Position: Operations manager
Age: 50
Nominated by: Business owner Lorraine Arnold, who says: “James is way more than an employee, he is a friend of many years. We have had many adventures along the road, we have travelled together, so who better to ask for help along the chippy route as I decided to expand? He is my eyes and ears, his collaboration and support are invaluable. As I get older and try to step away, I am confident the business is in good hands. James is the wind beneath my wings, a true unsung hero!”
How long have you worked at Pier Point?
I have known Lorraine for decades, but I joined Paignton Pier Chippy – her original fish and chips venture – in 2019 when she was looking to expand to a second venue. This ultimately became Pier Point, which I migrated to fully in 2021. She often says I was the only person she could wholeheartedly trust to run her original “baby” the way she would while she was almost fully consumed with setting up – and taming – the bigger, “monster” venue of Pier Point. All the knowledge she gained, she passed on to me, and, like her, I have gotten more and more enthused about the industry over the years.

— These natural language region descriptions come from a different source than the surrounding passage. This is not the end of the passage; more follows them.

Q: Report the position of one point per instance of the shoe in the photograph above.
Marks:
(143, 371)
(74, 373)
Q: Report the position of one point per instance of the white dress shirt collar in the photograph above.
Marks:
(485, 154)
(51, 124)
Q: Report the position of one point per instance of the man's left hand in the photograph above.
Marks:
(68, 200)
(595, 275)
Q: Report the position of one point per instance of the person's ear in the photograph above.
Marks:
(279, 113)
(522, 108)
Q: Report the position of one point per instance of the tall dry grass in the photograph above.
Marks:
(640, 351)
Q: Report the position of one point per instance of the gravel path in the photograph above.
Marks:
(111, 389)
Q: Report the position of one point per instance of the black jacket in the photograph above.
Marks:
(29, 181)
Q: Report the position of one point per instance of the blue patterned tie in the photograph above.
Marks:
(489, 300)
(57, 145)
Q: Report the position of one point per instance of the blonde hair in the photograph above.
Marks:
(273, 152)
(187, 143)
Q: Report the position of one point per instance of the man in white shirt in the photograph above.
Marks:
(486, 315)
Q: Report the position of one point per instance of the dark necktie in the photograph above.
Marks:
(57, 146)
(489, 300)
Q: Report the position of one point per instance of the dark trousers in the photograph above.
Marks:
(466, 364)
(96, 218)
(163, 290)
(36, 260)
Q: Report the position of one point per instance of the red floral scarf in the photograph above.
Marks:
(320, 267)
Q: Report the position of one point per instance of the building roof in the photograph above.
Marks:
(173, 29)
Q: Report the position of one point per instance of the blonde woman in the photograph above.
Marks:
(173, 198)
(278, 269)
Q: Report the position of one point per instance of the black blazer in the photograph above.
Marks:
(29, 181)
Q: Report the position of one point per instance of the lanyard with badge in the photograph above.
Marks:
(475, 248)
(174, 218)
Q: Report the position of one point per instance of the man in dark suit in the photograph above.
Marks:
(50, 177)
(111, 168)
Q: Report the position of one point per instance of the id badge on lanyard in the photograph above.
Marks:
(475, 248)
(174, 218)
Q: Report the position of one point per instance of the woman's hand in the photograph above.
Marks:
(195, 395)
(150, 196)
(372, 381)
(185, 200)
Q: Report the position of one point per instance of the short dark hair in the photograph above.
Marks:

What are your responsibilities?
I am fully involved in the day-to-day running of Pier Point: recruiting, rotas, payroll and supplier liaison, but the main focus is team management. I’m very hands on and like to lead by example, much like Lorraine, so am often on the fryer or jumping on a till, potwash or even rumbling and chipping potatoes if needed. There is always something to do in a chippy and I think if you show the team that you will get fully stuck in it inspires them to do the same.
What’s your favourite part of the job?
Seeing the team succeed both together and individually. It’s very rewarding to see people with potential who likely don’t have any experience in this field really come into their own and thrive. Similarly, we always try to promote supervisors and managers internally to show that hard work pays off. There is nothing better than an unexpectedly busy day when you look around and see the team you have finessed just throwing themselves into it, pulling together and supporting each other.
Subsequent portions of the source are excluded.